Publication Type | Miscellaneous |
Source | (undated) |
Keywords | groups |
http://www.lib.uiowa.edu/spec-coll/ltfs/atn.htm
In the 1960s, New York City's SoHo district had more video artists per square block than the rest of the country put together. In 1976 exhibition facilities like the Kitchen, Global Village, and Anthology Film Archives joined with a number of individuals to organize Cable SoHo in an attempt to place video art on Manhattan Cable Television. Later that year, the Artists' Television Network (ATN) was incorporated. Supported through funding from the New York Council of the Arts and the National Endowment for the Arts, ATN commissioned artists to create works for television cablecasting. The non-profit corporation provided production and post-production facilities, and paid expenses incurred during production.
Laurie Anderson, Gregory Battcock, John Cage, Douglas Davis, Jean Dupuy, and a host of others, were among the initial artists whose works were produced by ATN. While video art is most often confined to the exhibition arena, the Artists Television Network was committed to the development of "television" as an artistic medium and to the distribution of contemporary arts programming to a broad-based television viewing audience. Through SoHo Television and the Live Show, ATN presented regular weekly telecasts of programs composed of original, innovative works by visual and performing artists on Manhattan Cable from 1978-1983. In 1988, these tapes were donated to the University of Iowa. A small cross-section of these ground breaking productions is currently being distributed through the School of the Art Institute of Chicago's Video Data Bank.
Produced in SoHo mainly in the latter half of the 1970's, these videotapes give testimony to the best of experimental video art -- in dance, theatre, music and the visual arts. Artists associated with the video art produced by ATN include Laurie Anderson, Gregory Battcock, John Cage, Douglas Davis, Jean Dupuy, and many others. Video exhibition which took place in artists' lofts, galleries, and alternative spaces in SoHo and elsewhere, needed to create a larger audience, an exhibition outlet of its own In 1976 several cable facilities joined with a number of individuals to organize Cable SoHo, with the goal of placing video art on Manhattan Cable Television.
Of the individuals involved in organizing this effort -- video artist and painter Jaime Davidovich, video artist and journalist Douglas Davis, and Jude Quintiere, director of music at New York City's Pacifica station WBAI --Davidovich was especially enthusiastic about cable's potential as a medium of art and artists, and its ability to bring the artists' work into people's homes. For the artists it meant the integration of the working concept of art-making as unbounded, highly individual expression with the rigid time-space and necessarily cooperative structure of television. The programs were allowed to include artists' work in any medium, as long as the presentation was conceived as television. The result was the production of artists' television which focused on live performances, lectures, seminars, screenings, video art, theatre works, contemporary music compositions, street events, and two-way interaction.
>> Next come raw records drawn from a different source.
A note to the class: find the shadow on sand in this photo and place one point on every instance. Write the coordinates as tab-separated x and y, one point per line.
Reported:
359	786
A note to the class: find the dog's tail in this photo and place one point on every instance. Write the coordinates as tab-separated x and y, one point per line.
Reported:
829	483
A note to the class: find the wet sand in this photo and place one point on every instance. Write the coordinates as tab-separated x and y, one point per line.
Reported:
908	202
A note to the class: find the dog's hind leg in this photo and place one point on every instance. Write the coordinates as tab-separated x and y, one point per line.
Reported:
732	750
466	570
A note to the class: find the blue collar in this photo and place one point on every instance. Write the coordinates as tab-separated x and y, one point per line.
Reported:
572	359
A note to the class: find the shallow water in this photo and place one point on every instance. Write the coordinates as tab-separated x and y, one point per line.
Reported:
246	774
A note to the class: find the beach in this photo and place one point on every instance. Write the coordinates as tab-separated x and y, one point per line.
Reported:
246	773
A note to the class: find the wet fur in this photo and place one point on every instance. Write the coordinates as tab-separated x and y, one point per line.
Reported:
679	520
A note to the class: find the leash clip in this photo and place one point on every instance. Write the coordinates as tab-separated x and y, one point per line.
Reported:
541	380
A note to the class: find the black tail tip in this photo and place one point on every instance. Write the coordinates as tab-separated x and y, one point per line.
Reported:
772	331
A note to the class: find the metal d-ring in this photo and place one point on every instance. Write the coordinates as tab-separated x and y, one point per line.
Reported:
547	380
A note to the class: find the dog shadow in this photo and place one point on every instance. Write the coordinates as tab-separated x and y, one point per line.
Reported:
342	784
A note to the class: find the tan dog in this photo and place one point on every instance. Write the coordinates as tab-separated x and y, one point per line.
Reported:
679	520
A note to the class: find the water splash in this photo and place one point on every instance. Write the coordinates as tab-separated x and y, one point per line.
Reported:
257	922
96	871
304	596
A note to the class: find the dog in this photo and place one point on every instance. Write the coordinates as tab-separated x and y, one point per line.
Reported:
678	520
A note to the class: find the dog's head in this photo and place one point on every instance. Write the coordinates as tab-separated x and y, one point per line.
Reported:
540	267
Programming started on December 9, 1976, and continued to run on Manhattan Cable's Public Access Channels until early 1977, with Davidovich as executive producer. In late 1976 the Artists' Television Network was incorporated. The original consortium of independent organizations and individuals comprising Cable SoHo was replaced through an active board of unaffiliated individuals, along with representation from many of the former organizations. Davidovich became president of ATN. ATN commissioned artists to create work for videotape, and provided production and post-production facilities. The new corporation did all programming under the name of SoHo Television, a Project of The Artists' Television Network. The series was featured, beginning in April 1978, on Manhattan Cable's Premiere Channel IO as part of its TAKE IO presentation of special programming and classic films, and was shown on Teleprompter's Cable Television Channel 10 at the same time. It became a vital outlet for independently produced artists' video work and its dissemination to a broad television audience. Thus, ATN programmed and aired a regularly scheduled series of tapes about avant-garde art on cable.
Of particular interest to ATN's founder, Davidovich, was The Live! Show, presented once a week on Manhattan Cable's channel J. This program became the live cablecast show of the avant-garde, a variety program which featured news, art performances, live phone-ins, guest appearances by notables in the field of video art and every aspect of the New York avant-garde scene. Part of The Live! Show was Davidovich himself, as Dr. Videovich, with his cure for television addiction, Videokitsch Commercials, and the Video Gift Shop. The Iowa collection contains over sixty tapes of The Live! Show, among many others. In 1984 regular programming produced by ATN came to an end and the activities of ATN were discontinued.